1Ama şimdi aldığım telefonlar, yaptığım görüşmelerden anladığım kadarıyla daha beter bir durumla karşı karşıyayız. Bu sene dördüncüsü yapılan Antakya Uluslararası Film Festivali benim için hem Antakya’yı görmek hem de desteklenmesi gereken bir durum izlenimi uyandırdığı için içinde yer aldım. Ama son ana kadar sabrımı, saygımı ve inancımı kaybetmemeye çalıştım, çünkü karşımda festival için sürekli para bulmaya çalıştığını söyleyen bir adamcağız duruyordu. Öncelikle benim adıma değil herkes için vaat edilen, verilen, son ana kadar sanki yapılacakmış gibi devam ettirilen sözler yerine getirilmedi.  Basın bülteni servis ettirmek için sürekli aranan ben festivale davet edildiğim ve hala alınmayan biletimin akıbetini öğrenmek için ‘organizatör beyi’ aradığım halde kendisine ulaşamadım. Telefonlarım açılmadı vs. Biletim de gelmedi, yani festivalin basın danışmanı festival dışı kaldı! Hadi kendimi geçtim başkanlıktan istifa ettiğini açıklayan ulusal jüri başkanının biletinin bile son anda alındığını ve Mehmet Eryılmaz’ın kendisinin arayıp “bilet gelecek mi” dediğini öğreniyoruz.

Bu bir iyi niyet sömürüsü, sektöre katkı altında cep doldurma safsatalarını artık gördüğümüz yerde ifşa etmeliyiz. Ben içinde de yer aldığım için ilk taşı atıyorum. Dün birçok telefon aldım filmleri yarışan yönetmenlerden. Halkın gram ilgisinin hatta bilgisinin olmadığı için filmlerin beş kişilik film ekipleri tarafından izlendiği ve neden bu festivalin yapıldığına dair akıl sır erdiremediklerini de eklediler.

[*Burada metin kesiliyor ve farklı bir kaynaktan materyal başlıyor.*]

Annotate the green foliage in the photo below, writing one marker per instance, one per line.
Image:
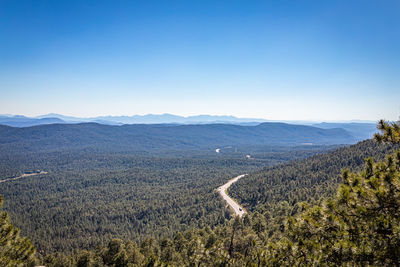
(14, 249)
(390, 132)
(359, 226)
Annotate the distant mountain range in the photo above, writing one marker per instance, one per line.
(356, 130)
(22, 121)
(142, 137)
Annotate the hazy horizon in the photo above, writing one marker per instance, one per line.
(313, 60)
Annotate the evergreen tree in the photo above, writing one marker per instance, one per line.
(14, 249)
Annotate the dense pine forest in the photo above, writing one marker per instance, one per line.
(337, 208)
(91, 194)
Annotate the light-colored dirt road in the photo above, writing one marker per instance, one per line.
(239, 211)
(22, 176)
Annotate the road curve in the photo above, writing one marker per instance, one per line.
(239, 211)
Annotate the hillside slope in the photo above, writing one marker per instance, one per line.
(146, 137)
(304, 180)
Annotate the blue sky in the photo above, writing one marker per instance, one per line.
(282, 60)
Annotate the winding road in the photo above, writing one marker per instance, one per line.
(239, 211)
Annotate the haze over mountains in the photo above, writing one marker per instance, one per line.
(171, 131)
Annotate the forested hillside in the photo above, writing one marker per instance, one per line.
(88, 197)
(358, 225)
(146, 138)
(304, 180)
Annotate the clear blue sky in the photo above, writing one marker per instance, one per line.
(289, 60)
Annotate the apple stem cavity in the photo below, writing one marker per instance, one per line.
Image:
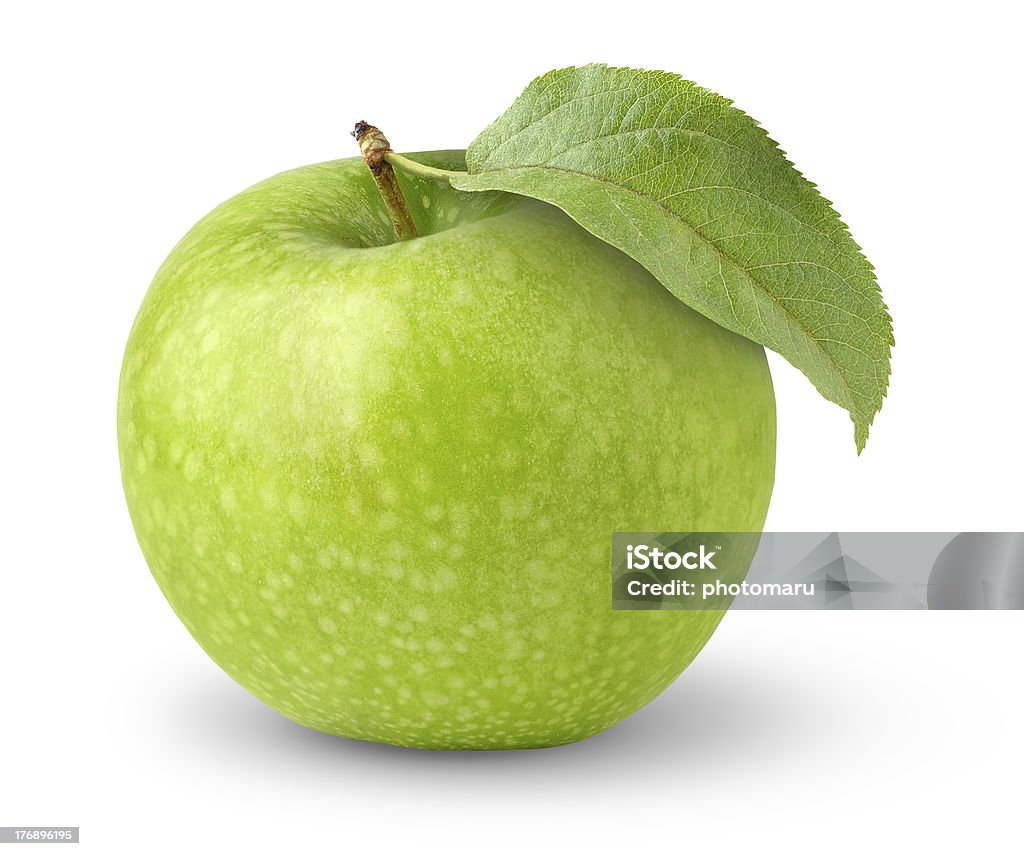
(403, 164)
(374, 146)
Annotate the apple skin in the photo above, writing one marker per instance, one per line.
(378, 481)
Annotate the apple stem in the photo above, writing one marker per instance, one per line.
(375, 146)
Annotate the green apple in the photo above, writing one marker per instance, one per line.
(378, 480)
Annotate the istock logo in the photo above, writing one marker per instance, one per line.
(642, 557)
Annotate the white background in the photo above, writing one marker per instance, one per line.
(122, 124)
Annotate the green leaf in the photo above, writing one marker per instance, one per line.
(694, 190)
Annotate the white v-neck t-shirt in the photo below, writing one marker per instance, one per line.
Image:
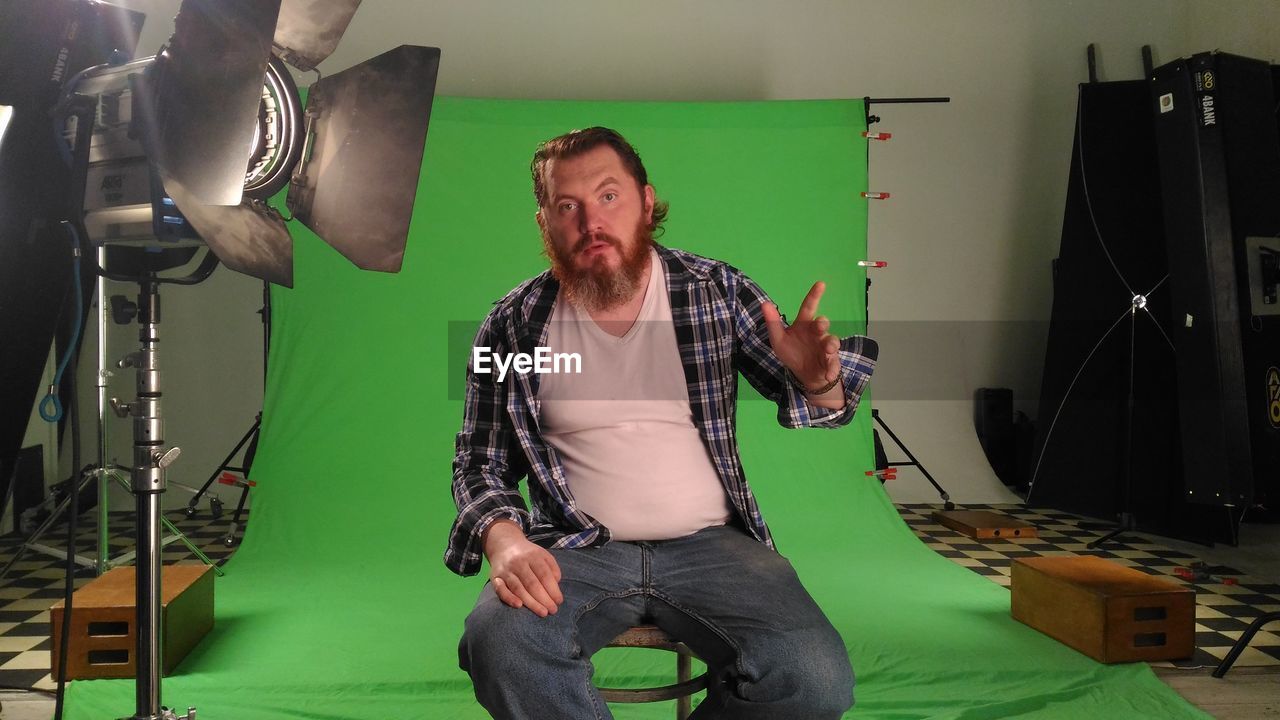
(624, 428)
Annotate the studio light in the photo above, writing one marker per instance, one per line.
(190, 144)
(164, 155)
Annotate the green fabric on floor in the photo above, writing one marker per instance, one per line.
(338, 606)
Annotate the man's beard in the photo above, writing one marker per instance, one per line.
(597, 288)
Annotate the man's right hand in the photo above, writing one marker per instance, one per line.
(524, 574)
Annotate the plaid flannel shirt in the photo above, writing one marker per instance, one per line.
(720, 332)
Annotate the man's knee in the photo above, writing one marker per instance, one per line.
(809, 674)
(499, 638)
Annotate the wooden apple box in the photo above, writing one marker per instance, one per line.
(1107, 611)
(104, 621)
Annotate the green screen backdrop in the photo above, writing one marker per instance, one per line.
(338, 606)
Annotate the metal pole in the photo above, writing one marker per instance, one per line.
(104, 488)
(149, 469)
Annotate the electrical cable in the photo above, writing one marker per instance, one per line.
(50, 400)
(73, 515)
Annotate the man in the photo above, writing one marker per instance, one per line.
(640, 507)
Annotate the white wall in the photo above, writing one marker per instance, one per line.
(978, 185)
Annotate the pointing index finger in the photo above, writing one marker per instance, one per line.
(809, 306)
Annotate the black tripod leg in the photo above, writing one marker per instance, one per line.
(946, 499)
(1243, 642)
(240, 509)
(224, 465)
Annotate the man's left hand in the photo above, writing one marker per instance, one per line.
(805, 347)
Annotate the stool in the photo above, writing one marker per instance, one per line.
(653, 637)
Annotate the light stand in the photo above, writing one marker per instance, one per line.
(150, 461)
(1128, 522)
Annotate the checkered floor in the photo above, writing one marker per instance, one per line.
(36, 582)
(1223, 611)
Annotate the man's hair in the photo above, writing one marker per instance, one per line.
(580, 141)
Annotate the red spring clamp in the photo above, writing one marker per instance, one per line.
(231, 479)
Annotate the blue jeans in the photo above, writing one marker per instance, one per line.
(769, 650)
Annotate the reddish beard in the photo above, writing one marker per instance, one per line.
(598, 287)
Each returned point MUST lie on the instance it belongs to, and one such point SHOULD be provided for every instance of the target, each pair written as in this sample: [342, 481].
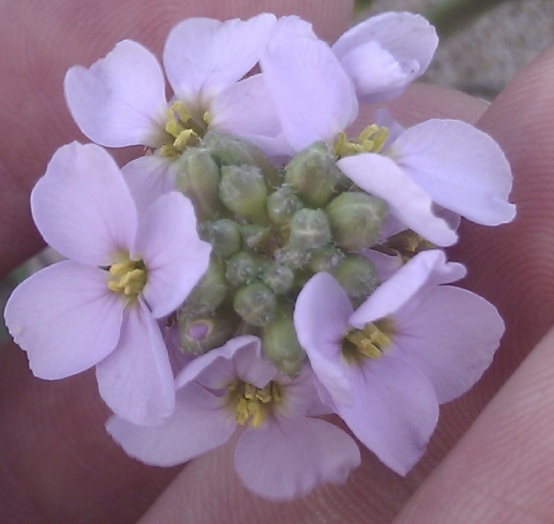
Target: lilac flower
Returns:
[123, 272]
[280, 454]
[415, 343]
[120, 100]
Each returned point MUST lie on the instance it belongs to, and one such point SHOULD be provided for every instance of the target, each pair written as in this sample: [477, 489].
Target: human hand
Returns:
[60, 465]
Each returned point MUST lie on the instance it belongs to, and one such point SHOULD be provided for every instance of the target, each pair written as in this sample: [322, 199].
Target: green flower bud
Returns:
[231, 150]
[280, 345]
[313, 174]
[255, 303]
[357, 276]
[278, 278]
[242, 189]
[309, 228]
[199, 335]
[223, 235]
[198, 178]
[242, 268]
[356, 219]
[282, 204]
[326, 259]
[209, 293]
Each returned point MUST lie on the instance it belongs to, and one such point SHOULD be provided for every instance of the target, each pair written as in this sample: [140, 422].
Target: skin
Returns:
[492, 456]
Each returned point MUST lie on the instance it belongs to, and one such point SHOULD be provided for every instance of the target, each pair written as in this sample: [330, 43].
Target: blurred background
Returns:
[483, 44]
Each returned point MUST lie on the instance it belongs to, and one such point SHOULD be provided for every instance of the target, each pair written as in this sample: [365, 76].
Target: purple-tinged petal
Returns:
[136, 380]
[450, 335]
[394, 412]
[287, 458]
[82, 206]
[321, 321]
[461, 168]
[246, 109]
[407, 201]
[427, 269]
[203, 56]
[148, 178]
[172, 251]
[303, 77]
[199, 424]
[385, 52]
[120, 100]
[65, 318]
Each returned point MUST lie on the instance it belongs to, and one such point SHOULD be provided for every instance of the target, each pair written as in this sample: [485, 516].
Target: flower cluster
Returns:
[259, 266]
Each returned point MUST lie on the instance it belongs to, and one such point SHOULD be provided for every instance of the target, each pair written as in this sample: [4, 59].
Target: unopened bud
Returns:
[242, 189]
[255, 303]
[209, 293]
[357, 276]
[280, 344]
[313, 174]
[282, 204]
[356, 219]
[310, 229]
[198, 178]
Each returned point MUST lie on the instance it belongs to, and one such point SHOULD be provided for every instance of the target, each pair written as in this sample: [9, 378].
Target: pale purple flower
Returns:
[123, 272]
[120, 100]
[384, 53]
[415, 343]
[282, 451]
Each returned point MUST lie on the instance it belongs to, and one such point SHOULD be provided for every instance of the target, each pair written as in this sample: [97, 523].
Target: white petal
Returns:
[120, 100]
[65, 318]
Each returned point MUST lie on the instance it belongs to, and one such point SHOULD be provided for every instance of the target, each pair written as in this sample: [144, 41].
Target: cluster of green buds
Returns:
[270, 230]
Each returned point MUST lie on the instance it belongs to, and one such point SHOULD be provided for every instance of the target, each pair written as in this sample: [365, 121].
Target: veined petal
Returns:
[148, 178]
[199, 424]
[427, 269]
[385, 52]
[172, 251]
[82, 206]
[65, 318]
[303, 77]
[407, 201]
[394, 411]
[321, 320]
[203, 56]
[289, 457]
[136, 380]
[450, 335]
[462, 169]
[120, 100]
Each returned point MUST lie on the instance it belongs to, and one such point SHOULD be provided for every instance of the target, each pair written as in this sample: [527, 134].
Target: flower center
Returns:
[370, 341]
[127, 277]
[370, 140]
[253, 403]
[183, 130]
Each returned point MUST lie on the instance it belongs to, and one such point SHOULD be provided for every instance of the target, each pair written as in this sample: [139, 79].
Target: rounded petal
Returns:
[394, 411]
[172, 251]
[65, 318]
[386, 52]
[82, 206]
[407, 201]
[428, 269]
[136, 380]
[460, 167]
[199, 424]
[287, 458]
[120, 100]
[321, 320]
[303, 76]
[203, 56]
[450, 335]
[148, 178]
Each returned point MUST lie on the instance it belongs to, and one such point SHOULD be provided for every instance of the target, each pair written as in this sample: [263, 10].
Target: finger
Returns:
[45, 41]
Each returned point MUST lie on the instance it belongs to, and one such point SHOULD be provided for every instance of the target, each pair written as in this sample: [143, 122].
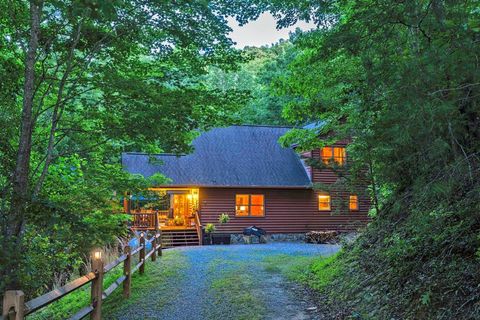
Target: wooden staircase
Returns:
[177, 238]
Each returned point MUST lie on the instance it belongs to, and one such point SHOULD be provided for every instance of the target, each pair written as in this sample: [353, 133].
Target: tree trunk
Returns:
[20, 184]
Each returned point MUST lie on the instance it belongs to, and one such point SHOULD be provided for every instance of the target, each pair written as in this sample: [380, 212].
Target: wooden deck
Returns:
[171, 235]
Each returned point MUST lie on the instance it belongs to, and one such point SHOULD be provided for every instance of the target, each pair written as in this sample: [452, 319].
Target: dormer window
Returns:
[337, 155]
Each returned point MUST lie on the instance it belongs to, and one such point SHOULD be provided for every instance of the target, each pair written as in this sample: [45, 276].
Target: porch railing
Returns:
[146, 220]
[198, 226]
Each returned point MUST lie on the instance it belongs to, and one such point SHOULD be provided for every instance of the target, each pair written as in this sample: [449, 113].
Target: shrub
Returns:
[210, 227]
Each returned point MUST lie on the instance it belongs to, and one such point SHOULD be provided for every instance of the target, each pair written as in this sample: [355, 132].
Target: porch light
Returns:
[97, 254]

Ben yine bu sektör adına yönetmenler ve yapımcılar adına, artık bu ülkede her türlü eşiği de aştığım için sözcülük yapıyorum. Ve diyorum ki ‘Size festival yaptırmayacağız’. Çünkü sizler festival adı altında üçkağıtçılıkla cebinizi dolduruyorsunuz! Ve iyi niyetli insanları da bu safsataya alet ediyorsunuz. Ve ortada bırakıyorsunuz!

Bu arada festivalin jürisi bir türlü açıklanmadı, çünkü ortada bir jüri yok. Mehmet Eryılmaz istifa ettiği için jüri başkanı olduğunu, Murat Evgin açılış gecesinde şarkı söylediği için diğer bir jüri üyesi olduğunu da öyle öğrendik. Ne kısa film, ne belgesel, ne de uzun metraj jürisi belli değil, çünkü kalan sağlar bizimdir durumuyla jüri oluşturulmuş durumda. Yani gelirse bizimdir, gelmezse senindir durumu!

Buradan Kültür Bakanlığı, yerel belediye gibi kurumlara seslenmek istiyorum. Siz destek verdiğiniz festivalleri denetliyor musunuz; halkın bilmediği, salonların bomboş olduğu ve sizlerden para aldığı halde almamış rolü yapanların festival yaptığından haberiniz var mı? Yerel yönetimlerin festivallerden elini çekmesi yönünde yaptığımız yorumlar burada ete kemiğe bürünüyor. Bu festivallerden gerçekten elinizi eteğinizi çekin, destek falan vermeyin ve orada festival yapılıyor izlenimi yapan bu insanlara prim yaptırmayın!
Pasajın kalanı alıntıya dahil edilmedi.